The same logic applies when you extend things further, to the listed national oil companies. Thanks to a $19 billion cut in capital spending by China’s big three oil majors this year and rising charges resulting from their spending splurge in previous periods, PetroChina Co. and China Petroleum & Chemical Corp., or Sinopec, will be markedly more restrained in their investments in the years ahead. Growth capex totals of $3.18 billion and negative $4.76 billion respectively will be invested in the three years through 2022, based on analyst estimates.
Petroleo Brasileiro SA, still recovering from a splurge in the early part of this decade, will reduce its net investments by $6.8 billion over the period. Equinor, aiming at a target of net zero emissions by 2050, will see depreciation exceed capex by about $656 million.

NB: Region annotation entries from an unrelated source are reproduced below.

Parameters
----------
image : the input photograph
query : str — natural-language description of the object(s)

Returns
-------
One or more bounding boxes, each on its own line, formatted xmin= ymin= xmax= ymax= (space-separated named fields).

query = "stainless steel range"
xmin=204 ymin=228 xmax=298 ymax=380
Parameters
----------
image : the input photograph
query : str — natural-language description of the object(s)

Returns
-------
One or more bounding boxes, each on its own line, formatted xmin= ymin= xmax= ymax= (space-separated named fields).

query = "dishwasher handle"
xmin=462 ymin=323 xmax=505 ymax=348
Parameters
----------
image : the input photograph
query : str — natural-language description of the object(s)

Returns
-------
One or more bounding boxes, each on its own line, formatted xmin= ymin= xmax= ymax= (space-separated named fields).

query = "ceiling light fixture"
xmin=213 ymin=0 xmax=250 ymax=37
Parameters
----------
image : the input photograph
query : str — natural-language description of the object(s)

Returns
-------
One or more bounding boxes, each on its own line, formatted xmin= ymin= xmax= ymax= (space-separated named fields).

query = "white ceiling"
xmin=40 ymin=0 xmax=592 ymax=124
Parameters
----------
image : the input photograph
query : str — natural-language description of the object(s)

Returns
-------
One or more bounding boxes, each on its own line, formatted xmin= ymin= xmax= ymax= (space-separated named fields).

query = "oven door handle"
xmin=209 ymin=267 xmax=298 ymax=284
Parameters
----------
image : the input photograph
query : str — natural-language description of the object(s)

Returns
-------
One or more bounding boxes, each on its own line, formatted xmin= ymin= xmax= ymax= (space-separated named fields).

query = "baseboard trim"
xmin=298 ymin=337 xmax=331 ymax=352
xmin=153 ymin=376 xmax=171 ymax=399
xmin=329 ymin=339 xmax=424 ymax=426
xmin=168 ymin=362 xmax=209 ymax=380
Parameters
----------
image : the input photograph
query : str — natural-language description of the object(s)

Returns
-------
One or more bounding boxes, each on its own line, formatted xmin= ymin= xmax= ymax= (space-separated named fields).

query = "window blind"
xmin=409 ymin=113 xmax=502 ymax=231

Put together, the result looks like an oil industry that stopped spending four years ago and is showing no appetite to start again. Aggregate growth capex across a group of seven large independent and six national oil companies with adequate data will be a negative $23.8 billion this year and minus $6.77 billion next year. Even in 2022, when the sector as a whole should return to a measure of growth, the total will be about $8.8 billion — less than half the amount spent by Exxon Mobil alone in 2014.
Oil gets used up quickly, so if the industry doesn’t spend, production will slump in short order. If investment continues at 2020 levels, supply will be 9 million barrels lower than forecast as soon as 2025, according to the International Energy Agency — equivalent to roughly 10% of the current oil market.
It’s still probably too early to read oil majors’ miserliness as an indication that they expect demand to fall at quite that pace. The risks of under-investment are relatively limited, as long as everyone moves at the same time. If the world ends up seriously short of crude five years from now, they’ll end up raking in profits that can be recycled on belatedly plugging the deficit.
Still, borrowing costs for investment-grade energy companies right now are the lowest they’ve been in six years. If oil majors were half as confident about the future of their core product as they claim to be, they’d be preparing to spend with abandon. When even Exxon Mobil closes its check book, the industry’s future looks truly doubtful.